The handsome, articulate, intelligent man wore a bright green midriff peasant blouse.
Not really. No intelligent person would do that. But I offer up this sentence not as an example of fashion sense or IQ testing. It’s an example of a comma situation that confounds many people yet is surprisingly easy to handle.
Did you notice that, in our sentence, there are commas between some adjectives but not others? If not, it could be a good thing: It means that the punctuation didn’t leap out at you, which means it seems natural, which means you already have a sense of how to use commas between adjectives.
Of course, now that I’ve called your attention to those commas, you may be wondering if that sentence is punctuated correctly. It is. But that raises the question: How is it possible that some adjectives before a noun are separated with commas and some aren’t?
It’s because of the difference between coordinate and noncoordinate adjectives.
Coordinate adjectives modify a noun in the same way and to the same degree. None is more closely connected to the noun than others. This is how “handsome,” “articulate” and “intelligent” function here. None is more integral than the others in understanding what kind of man this is.
He’s a man, a regular man, who is intelligent, articulate and handsome all at once. Their equal footing makes them coordinate adjectives. And, according to the rules, coordinate adjectives are separated with commas.
Noncoordinate adjectives don’t have such equal relationships with the noun. “Peasant” is a prime example. A peasant blouse is a specific thing, so “peasant” and “blouse” have a special relationship. “Green” and “blouse” aren’t as tight. Sure, “green” tells us about a quality of the blouse, but it’s less integral to the blouse’s nature than it is to a noun like “light” — a green light is a specific thing with the special meaning of “go.”

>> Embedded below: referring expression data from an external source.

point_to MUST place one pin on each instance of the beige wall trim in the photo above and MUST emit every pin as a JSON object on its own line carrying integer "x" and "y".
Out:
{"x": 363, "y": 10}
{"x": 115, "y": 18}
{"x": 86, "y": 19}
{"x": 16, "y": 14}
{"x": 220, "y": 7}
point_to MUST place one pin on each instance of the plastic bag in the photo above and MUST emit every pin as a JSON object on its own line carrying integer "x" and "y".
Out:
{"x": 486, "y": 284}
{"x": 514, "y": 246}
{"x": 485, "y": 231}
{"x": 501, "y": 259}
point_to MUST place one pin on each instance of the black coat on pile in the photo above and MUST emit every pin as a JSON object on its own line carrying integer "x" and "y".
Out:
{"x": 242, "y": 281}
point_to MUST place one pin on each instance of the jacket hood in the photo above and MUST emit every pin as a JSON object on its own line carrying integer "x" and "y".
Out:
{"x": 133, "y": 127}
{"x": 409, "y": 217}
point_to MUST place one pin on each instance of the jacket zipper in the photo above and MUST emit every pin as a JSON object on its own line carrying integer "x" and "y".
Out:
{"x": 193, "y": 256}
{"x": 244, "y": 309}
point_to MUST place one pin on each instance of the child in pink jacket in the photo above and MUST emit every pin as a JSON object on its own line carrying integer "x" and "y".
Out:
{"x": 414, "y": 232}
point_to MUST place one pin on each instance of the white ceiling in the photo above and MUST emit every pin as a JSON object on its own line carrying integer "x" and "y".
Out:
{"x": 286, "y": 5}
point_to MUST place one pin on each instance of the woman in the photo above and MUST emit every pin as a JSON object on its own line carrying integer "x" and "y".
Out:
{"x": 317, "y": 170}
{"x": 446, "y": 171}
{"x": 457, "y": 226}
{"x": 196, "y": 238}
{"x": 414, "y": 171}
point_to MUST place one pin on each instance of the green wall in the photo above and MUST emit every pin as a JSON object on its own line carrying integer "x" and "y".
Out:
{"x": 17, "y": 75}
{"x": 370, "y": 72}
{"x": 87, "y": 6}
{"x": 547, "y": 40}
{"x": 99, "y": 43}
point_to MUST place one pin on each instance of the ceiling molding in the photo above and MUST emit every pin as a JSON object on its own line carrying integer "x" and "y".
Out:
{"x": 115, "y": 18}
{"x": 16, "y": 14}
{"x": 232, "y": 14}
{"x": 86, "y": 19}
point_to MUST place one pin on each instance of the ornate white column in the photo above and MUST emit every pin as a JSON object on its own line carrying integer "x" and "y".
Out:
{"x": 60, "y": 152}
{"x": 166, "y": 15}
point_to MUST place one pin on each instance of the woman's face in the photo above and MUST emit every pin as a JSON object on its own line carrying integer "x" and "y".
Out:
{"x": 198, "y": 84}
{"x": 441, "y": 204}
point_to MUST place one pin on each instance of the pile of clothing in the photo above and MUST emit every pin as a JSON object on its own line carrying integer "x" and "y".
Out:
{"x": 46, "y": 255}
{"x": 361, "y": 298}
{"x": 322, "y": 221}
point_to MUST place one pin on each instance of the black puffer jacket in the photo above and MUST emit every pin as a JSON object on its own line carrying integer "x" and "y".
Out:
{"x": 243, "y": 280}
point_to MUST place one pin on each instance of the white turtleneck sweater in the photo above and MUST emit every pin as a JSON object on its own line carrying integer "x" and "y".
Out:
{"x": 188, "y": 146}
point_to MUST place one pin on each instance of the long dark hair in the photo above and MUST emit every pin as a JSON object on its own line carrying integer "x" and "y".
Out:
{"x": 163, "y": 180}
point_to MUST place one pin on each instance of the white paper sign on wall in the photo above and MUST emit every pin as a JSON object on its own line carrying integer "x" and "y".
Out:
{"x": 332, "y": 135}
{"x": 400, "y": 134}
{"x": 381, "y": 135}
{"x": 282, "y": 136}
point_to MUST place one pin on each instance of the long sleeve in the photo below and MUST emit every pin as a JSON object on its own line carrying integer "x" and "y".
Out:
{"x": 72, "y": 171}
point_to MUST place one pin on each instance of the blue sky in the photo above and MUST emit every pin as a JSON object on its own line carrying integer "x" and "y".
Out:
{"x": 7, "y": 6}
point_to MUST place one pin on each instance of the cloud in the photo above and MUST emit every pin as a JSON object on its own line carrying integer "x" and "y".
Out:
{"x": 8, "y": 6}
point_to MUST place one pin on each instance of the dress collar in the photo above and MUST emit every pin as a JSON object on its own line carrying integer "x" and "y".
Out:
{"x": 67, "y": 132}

Now consider the relationship between “bright” and “green.” In our example sentence, they sort of build on each other. In “a bright green blouse,” the adjective “bright” isn’t modifying the noun “blouse” so much as it is modifying the adjective “green.”
They’re a pair with a special, almost cumulative relationship. So these are called noncoordinate adjectives and the rule is that noncoordinate adjectives that come before a noun are not separated with commas.
All this may seem abstract and difficult to put in use. But in fact, there’s a litmus test — two, really — that can help you get these right with no brain strain at all. The name “coordinate adjective” is the clue. It hints at coordinating conjunctions, namely “and,” which is the only tool you need to punctuate adjectives right.
When in doubt, try putting “and” between the adjectives. If it works well, separate the adjectives with commas. A handsome and articulate and intelligent man is a handsome, intelligent, articulate man.
But don’t use commas anywhere “ands” seem unnatural: “a bright and green blouse” isn’t what we mean by “a bright green blouse.” “A midriff and peasant blouse” isn’t exactly what we mean when we talk of a “midriff peasant blouse.”
When this trick leaves you uncertain, just try changing the order of the adjectives. If they’re interchangeable — as in an articulate, intelligent, handsome man — they’re coordinate. If they’re not interchangeable — as in a peasant, green, midriff, bright blouse — they’re not.
In rare cases, you could go either way: “a beautiful, sunny day” and “a beautiful sunny day” are both right, depending on the writer’s intended emphasis. Is it a day that’s sunny and beautiful? Or is it a sunny day that’s beautiful? In these cases, it’s up to you.